Very we we call them, you know, corporate program and or an industry program. OK.

So so there’s some differences there. I’d love. I mean, you’ve been part of TechStars for a long time now. 

I’ve I’ve been at TechStars now longer than I’ve been at any company. I don’t know if that’s a good thing or it’s as much for me. I don’t know what it says. It says a lot about TechStars, though. And you know, my commitment and passion for the organization.

I’ve been an employee managing director with TechStars for four and a half years. And before that, I was a mentor. Cody Simms, who ran the TechStars Disney program, had actually been one of my bosses at Yahoo! 

I do think it’s an incredible mission. I mean, we’ve invested now in over 2000 startups since we started, I guess, about 15 years ago.

Each program has about 150 mentors, you know, at times 50. That’s a lot of really amazing people that we can plug our startups into. And we have over 80 corporate partners, including governments and Fortune 500 corporations across the globe. I think it’s an amazing network to be a part of.

But let me let me ask a different one. Hard to be a part of. Yeah. Yeah.

So I’m coming from San Francisco where I’ve been or the bay or the Silicon Valley for two decades now.

And there isn’t much techstars in the Bay Area. I think that’s MRO.

We don’t have a program there, but we have a lot of companies there. We have a lot of mentors there and a lot of our corporate partners are there. 

You know, historically, we’ve always tried to go into communities where there was a vibrant tech community, but it hadn’t necessarily been synthesized into an organization yet. And, you know, I remember that I we now run three programs in L.A. And I think there’s probably room for more.

How much it so TechStars HQ, if that’s a real word, is in Boulder, I believe.

Correct. How do you how do you interact with how much latitude you get as the managing director?

Quite a lot. I mean, there’s certain things that can’t change or won’t change, you know, will always be a 13 week program, will always unless 120K know, we generally will always have, you know, our mentor madness experience where we bring in our mentors in the first month, second month and we focus on execution and building business and third month that’s focused on fundraising. There are certain requirements around our logo. But, you know, we do have a lot of latitude around how we run the program.

We select our own companies. How we interact with those companies is up to us. 

And so where do you think you really are leaving your mark on TechStars or on L.A. as an ecosystem, or where do you want to be leaving your mark over the next decade? I should probably be thinking about that question more than I do. You also have small children at home and we are all so you are you’re given some latitude. But I am kind of curious.

I like what motivates you and and where you want to be going.

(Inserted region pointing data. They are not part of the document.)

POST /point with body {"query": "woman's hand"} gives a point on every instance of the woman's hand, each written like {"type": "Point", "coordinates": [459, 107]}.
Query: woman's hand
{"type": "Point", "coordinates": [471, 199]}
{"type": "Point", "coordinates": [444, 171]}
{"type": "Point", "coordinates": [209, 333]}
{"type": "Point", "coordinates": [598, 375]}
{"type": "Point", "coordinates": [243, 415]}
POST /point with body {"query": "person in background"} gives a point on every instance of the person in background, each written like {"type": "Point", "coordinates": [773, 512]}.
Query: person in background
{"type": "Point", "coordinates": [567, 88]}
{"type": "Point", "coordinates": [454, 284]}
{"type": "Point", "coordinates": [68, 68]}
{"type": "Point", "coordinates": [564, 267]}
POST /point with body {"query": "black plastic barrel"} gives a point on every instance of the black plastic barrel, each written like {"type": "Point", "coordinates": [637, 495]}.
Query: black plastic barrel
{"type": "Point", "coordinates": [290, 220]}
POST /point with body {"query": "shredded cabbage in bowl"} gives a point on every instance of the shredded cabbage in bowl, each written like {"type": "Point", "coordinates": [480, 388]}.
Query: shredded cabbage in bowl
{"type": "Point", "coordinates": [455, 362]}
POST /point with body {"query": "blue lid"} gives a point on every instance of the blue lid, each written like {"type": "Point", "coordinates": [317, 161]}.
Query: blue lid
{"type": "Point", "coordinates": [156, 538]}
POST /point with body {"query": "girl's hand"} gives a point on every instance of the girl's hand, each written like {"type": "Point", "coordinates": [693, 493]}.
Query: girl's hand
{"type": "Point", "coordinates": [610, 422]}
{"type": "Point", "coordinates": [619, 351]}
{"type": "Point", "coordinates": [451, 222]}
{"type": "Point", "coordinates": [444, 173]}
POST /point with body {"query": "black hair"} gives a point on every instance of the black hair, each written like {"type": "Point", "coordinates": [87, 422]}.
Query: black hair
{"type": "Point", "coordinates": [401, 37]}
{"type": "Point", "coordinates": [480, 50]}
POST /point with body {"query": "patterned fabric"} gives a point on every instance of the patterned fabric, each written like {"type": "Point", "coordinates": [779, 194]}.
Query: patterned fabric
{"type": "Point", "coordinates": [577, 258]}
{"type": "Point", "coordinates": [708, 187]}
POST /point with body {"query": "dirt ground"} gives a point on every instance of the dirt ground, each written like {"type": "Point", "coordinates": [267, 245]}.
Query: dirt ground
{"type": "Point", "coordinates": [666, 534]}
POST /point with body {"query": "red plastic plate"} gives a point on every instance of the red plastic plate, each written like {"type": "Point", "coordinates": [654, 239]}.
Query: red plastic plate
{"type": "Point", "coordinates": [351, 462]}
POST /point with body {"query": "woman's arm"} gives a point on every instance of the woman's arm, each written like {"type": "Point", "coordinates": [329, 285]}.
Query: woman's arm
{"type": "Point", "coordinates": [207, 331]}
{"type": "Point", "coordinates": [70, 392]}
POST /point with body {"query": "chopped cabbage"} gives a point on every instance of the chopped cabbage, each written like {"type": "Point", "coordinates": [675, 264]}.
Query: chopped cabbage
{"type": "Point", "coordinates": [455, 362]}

Yeah. I mean, at the end of the day, this goes back to what I said about helping really passionate founders who are really passionate about the problem they’re trying to solve and helping them to do it. To me, that’s what I love more than anything. I love being helpful. I love helping founders with big dreams who are solving big problems.

And if they can build a great business, that all makes us a little money. At the end of the day, that would be nice, but I don’t think I think about much more than that.

Cool. Cool. And where did you grow up and what were you like in high school? I grew up in suburban New York in a suburb called Scarsdale, which is part of Westchester County, about 30 minutes outside of Manhattan. What was I like in high school? I mean, I was definitely a nerd. I was I was a very good student. I got very good grades. I worked hard, probably worked harder in high school and college.

But I was also a musician. I played the saxophone. Still do, although not as often given two small kids.I had a great group of six friends and those are the main people I saw.

That’s great. And how do friends describe you? How would your friends today describe you?

My friends today would probably describe me as pretty cheerful, outgoing, extroverted, fun loving family guy.

Totally. I like that. Re-institute, that’s great. Oh, yeah. I have no more personal questions for you. This is great.